Pastors

Leader’s Insight: The Pedestal Problem

How to climb down from the dizzying heights.

Leadership Journal January 16, 2006

We are those who, by our occupation, are expected to speak easily and naturally of spiritual realities. We are called to practice our faith in public. Under the never-ending demands of ministry, our holy calling to worship, love, and serve God can gradually become corroded until our ministry becomes a career like any other profession, except that public religious performance is part of the job requirements.

It is possible to lead a worship service but neglect to worship; to sing hymns and songs of praise vigorously without directing our thoughts to God; to pray and speak of holy things without engaging our inmost being; to seek human approval rather than the approval of God

I know. I’ve done it

About a year into my ministry in a new congregation, I realized that I was in real danger of becoming trapped by the desire to impress people rather than depend on God. I began worrying more about “success” than about glorifying God.

The underlying tension has to do with not only what we do but with why we do it; it involves the inner springs of motivation and desire, the condition of our heart before God. The psalmist cries out: “Search me, O God, and know my heart.” God does and God knows. But do we know our own hearts?

Again and again, in straightforward teaching and in parables that prick the conscience, Jesus calls us to be careful about play-acting our public spirituality or showing off acts of visible piety for the wrong reasons. God wants to bless us and to reward us for faithful service. Yet we cheat ourselves out of God’s reward when we seek human applause or personal gratification rather than the approval of God.

I have struggled in four major areas:1. Handling the pedestal, or unrealistic expectations;2. Using sacred speech honestly;3. Avoiding cynicism or despair in relationships with difficult people;4. Relying on power or control in order to “succeed.”

On the pedestal it is easy to pretend to be what we are not, more spiritual on the outside than on the inside. In our speaking, even the holiest of words become empty when used carelessly or too glibly. In our relationships, disappointment or failure can lead us to lose hope in God’s power to change people and situations. Even as we speak of “servanthood,” we may be seeking ways to control the actions of others.

The problem of the pedestal occurs when the leader is treated as someone “above” or “more spiritual” than others by virtue of office or position. For several years I had a woman who asked me to pray because she said my prayers got closer to the ear of God than hers did. This becomes pernicious if the leader is seduced into believing or pretending this.

Like the disciples of old, we have very little with which to feed the multitudes of hungry people or even our own hungry souls. Only God can take what little we have and multiply it to his glory. True Christian community is not nourished by pretense but is rooted in reality—the reality of acknowledging our human weakness and the reality of the power of God to restore, strengthen, and transform us into His glorious image, one stage at a time.
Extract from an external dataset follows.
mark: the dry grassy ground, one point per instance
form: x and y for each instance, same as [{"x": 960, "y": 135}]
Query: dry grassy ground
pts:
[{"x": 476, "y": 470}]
I’ve seen God prove his grace and power again and again. He can be trusted.

I have found three simple “habits of the heart” that help strengthen my desire and ability to maintain inner integrity while engaged in public ministry.

The first is to commit myself to a small covenant group that practices prayer and accountability. I have been in one such group with fellow pastors for more than 20 years. It has made an enormous difference in my Christian life. We all need a place to rejoice and weep, to confess and experience God’s forgiveness, to share the stories of the hard and joyous journey of discipleship, to pray and be prayed for.
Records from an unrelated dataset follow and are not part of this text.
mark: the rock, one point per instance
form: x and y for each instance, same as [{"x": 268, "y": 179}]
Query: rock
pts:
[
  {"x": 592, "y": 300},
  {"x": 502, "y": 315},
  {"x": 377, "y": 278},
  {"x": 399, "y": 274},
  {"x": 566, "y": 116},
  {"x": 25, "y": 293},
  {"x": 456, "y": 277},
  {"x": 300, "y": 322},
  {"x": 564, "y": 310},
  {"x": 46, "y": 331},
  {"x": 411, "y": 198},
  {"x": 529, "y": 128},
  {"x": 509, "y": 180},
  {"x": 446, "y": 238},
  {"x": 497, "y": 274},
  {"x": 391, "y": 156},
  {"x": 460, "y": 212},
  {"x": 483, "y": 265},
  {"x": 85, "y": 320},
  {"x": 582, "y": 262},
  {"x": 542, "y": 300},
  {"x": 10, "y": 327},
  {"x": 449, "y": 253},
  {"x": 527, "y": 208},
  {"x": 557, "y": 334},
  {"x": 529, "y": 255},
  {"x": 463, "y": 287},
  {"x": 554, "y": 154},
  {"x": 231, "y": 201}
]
A small covenant group can provide this. To be truly known and loved in one circle can help us be transparent, holy, and loving in other places. Telling the truth with those who love you can help you live the truth with others.
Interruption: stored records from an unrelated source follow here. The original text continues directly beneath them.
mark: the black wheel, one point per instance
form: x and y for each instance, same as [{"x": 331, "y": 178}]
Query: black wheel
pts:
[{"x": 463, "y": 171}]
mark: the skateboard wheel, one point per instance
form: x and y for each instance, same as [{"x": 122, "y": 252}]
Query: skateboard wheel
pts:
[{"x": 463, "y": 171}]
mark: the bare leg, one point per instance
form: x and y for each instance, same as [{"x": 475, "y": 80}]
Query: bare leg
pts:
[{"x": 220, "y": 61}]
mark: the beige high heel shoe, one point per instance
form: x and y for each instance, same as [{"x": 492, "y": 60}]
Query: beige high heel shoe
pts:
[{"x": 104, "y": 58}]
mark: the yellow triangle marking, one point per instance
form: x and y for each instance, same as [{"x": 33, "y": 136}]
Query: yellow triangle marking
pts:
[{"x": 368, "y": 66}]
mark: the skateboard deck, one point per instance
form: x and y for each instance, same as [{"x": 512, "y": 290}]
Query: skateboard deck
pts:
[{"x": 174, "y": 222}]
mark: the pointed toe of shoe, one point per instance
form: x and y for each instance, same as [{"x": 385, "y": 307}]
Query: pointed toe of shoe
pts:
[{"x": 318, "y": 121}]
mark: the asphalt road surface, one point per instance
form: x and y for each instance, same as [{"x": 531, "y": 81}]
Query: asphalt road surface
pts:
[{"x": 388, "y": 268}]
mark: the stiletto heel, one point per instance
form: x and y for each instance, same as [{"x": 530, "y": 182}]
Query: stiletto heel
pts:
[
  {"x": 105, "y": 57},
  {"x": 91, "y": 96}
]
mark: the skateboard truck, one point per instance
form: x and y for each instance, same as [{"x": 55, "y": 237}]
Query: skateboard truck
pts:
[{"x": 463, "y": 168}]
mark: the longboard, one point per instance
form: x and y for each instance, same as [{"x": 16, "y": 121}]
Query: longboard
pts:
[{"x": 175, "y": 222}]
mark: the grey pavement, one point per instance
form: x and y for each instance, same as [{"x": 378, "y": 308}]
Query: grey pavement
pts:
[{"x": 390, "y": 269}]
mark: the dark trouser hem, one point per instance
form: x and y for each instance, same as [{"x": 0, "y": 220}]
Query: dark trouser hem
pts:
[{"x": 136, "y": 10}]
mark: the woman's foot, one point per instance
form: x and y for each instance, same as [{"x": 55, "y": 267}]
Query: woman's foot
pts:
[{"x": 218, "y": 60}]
Second is to practice a discipline of secret service and secret giving. So much of what we do inside our congregations is visible to someone. I believe God honors quiet service, performed invisibly, unnoticed and unremarked, where we give ourselves to someone in need, especially to the poor and lost. It is very important not to talk about it. If everything we give shows up on our income tax return, every good deed as a sermon illustration, then perhaps, as Jesus suggests, we already have all the reward we are ever going to get!

A third habit of the heart is to memorize 1 Corinthians 13 and pray it into mind, heart, and life regularly, along with the Lord’s Prayer, as part of a regular prayer discipline. I have found it especially helpful to pray this love chapter, verse by verse, or phrase by phrase, in my marriage and family, in prayer for my enemies and those whom I have trouble loving or who may have trouble loving me. It is a long journey to truly learn how to love others as God loves us. God is faithful and sustains us on the journey.

It is no accident, I believe, that the temptation stories of Jesus follow his baptism and entrance into public ministry. Led by the Spirit into the wilderness, he struggled with issues of identity, kingdoms, power, and glory. So do we. He met these temptations through Scripture and reliance on the power of God. So must we.

I find these spiritual disciplines to be helpful antidotes to the poisons that can seep into professional Christian service. Jesus summed it up very simply: “Seek first the kingdom of God and his righteousness.” Then everything else will fall into its rightful place.

A Presbyterian minister, Roberta Hestenes has also served as minister-at-large for World Vision.